Tout est effectivement haïssable. Depuis le premier jour de notre douloureuse naissance. Pensez à ce qu’aura enduré votre mère pour vêler un être aussi insignifiant, pensez à la belle de vie de couple que vos parents partageaient, frais tourtereaux jusqu’à ce qu’un braillard de quelques kilos se décide un jour à briser le calme de leurs nuits et l’égoïsme de leur couple. La naissance est déjà haïssable, machine à fric pour ces tenues hors de prix qui ne serviront qu’une fois, dans le meilleur des cas, pour ces accessoires indispensables qui ne quitteront jamais le troisième tiroir, pour ces sourires hypocrites de la famille venue accueillir la part de plus dans le découpage de l’héritage, pour ce patron qui vous félicitera en pleurant déjà les jours de congés qu’il vous donnera, pour vos collègues tous présents au pot, regrettant déjà d’avoir donné autant à un con comme vous, ce pétillant était en promotion. Depuis ce tableau peu glorieux, notre haine doit encore permettre de faire mieux et percer d’autres petits mécanismes infects qui polluent la blancheur des événements les plus banals. Par exemple : pourquoi est-ce que la naissance est-elle réductrice d’impôt ? Pourquoi fichtre l’état incite t’il, par l’argent, argent qu’il ne donne jamais sans y réfléchir à deux fois, ses administrés à copuler ainsi sans aucune retenue ? Prospérité, natalité, force économique, importations, exportations, la nation a besoin de vous, la nation a besoin d’être la plus forte de toutes les nations, la nation doit protéger ses administrés et pour cela elle a besoin d’administrés, de bras et de cerveaux productifs. Une nation est un tout petit club de privilégiés dont le nombre détermine le régime politique à l’aide d’une échelle graduée depuis la dictature à la démocratie, du plus petit nombre au plus grand nombre de privilégiés. Au final, la naissance est une grande loterie économico-génético-politique dont on nous expliquera plus tard qu’elle fait de nous des êtres tous égaux, voir conditions générales de vente.

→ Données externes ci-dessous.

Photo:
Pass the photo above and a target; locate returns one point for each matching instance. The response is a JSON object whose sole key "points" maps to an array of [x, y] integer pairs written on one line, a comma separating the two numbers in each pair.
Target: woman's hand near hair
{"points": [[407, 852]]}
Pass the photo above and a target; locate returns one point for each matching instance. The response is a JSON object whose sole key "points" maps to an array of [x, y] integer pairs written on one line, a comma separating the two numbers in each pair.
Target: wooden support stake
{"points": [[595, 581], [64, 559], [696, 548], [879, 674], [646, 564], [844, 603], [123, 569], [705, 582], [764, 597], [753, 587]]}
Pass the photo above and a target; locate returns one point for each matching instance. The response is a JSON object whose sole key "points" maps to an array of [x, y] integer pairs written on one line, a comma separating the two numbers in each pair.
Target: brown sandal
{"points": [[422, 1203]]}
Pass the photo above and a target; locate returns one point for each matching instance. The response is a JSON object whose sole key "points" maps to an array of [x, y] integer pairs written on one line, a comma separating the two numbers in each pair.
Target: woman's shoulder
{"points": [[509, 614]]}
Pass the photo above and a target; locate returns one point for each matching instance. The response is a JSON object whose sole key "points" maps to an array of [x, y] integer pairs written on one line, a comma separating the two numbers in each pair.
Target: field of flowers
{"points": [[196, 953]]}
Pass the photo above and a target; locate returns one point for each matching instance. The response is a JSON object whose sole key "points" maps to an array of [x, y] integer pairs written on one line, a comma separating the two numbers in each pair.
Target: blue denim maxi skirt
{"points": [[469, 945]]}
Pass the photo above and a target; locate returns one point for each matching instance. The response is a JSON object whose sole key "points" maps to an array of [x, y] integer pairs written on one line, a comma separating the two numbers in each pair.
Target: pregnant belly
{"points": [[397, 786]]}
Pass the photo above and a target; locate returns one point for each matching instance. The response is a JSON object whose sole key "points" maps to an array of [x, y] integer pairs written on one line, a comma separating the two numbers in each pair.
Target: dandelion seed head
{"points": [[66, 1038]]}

Car il y a en effet une petite étoile à côté de la naissance, quelques lignes écrites en petit en bas de la page qui soulignent que bon d’accord on doit s’aimer, mais faudra quand même se battre un tout petit peu pour réussir dans la vie, bosser à l’école malgré les bagarres dans la cours de récré du collège qui accueille, laïcité oblige, une petite bande d’avantagés génétiques qui imposent leur loi, celle des gros bras, faudra aussi faire avec les revenus de la famille, ou de ce qu’il en reste, qui font parfois des fins de mois difficiles et des soupes à la grimace très loin des larges sourires du jour de la naissance, il faudra aussi se placer parmi les premiers aux concours en écrasant les autres, réussir les entretiens d’embauche en vantant vos atouts, ressembler à un acteur (ou une actrice) de cinéma pour draguer, mettre de l’argent de côté pour les invités du jour du mariage, pour la maison, la mieux placée possible, le futur bébé, ses couches, sa console de jeu et ses interminables études, le futur divorce, la pension alimentaire, votre retraire et votre enterrement, pensez dès aujourd’hui à réserver votre emplacement avant votre voisin, les meilleurs places partent vite.

Gentilles lectrices, gentils lecteurs, ouvrons les yeux, ce monde est génialement pourri. Hainons-nous les uns les autres.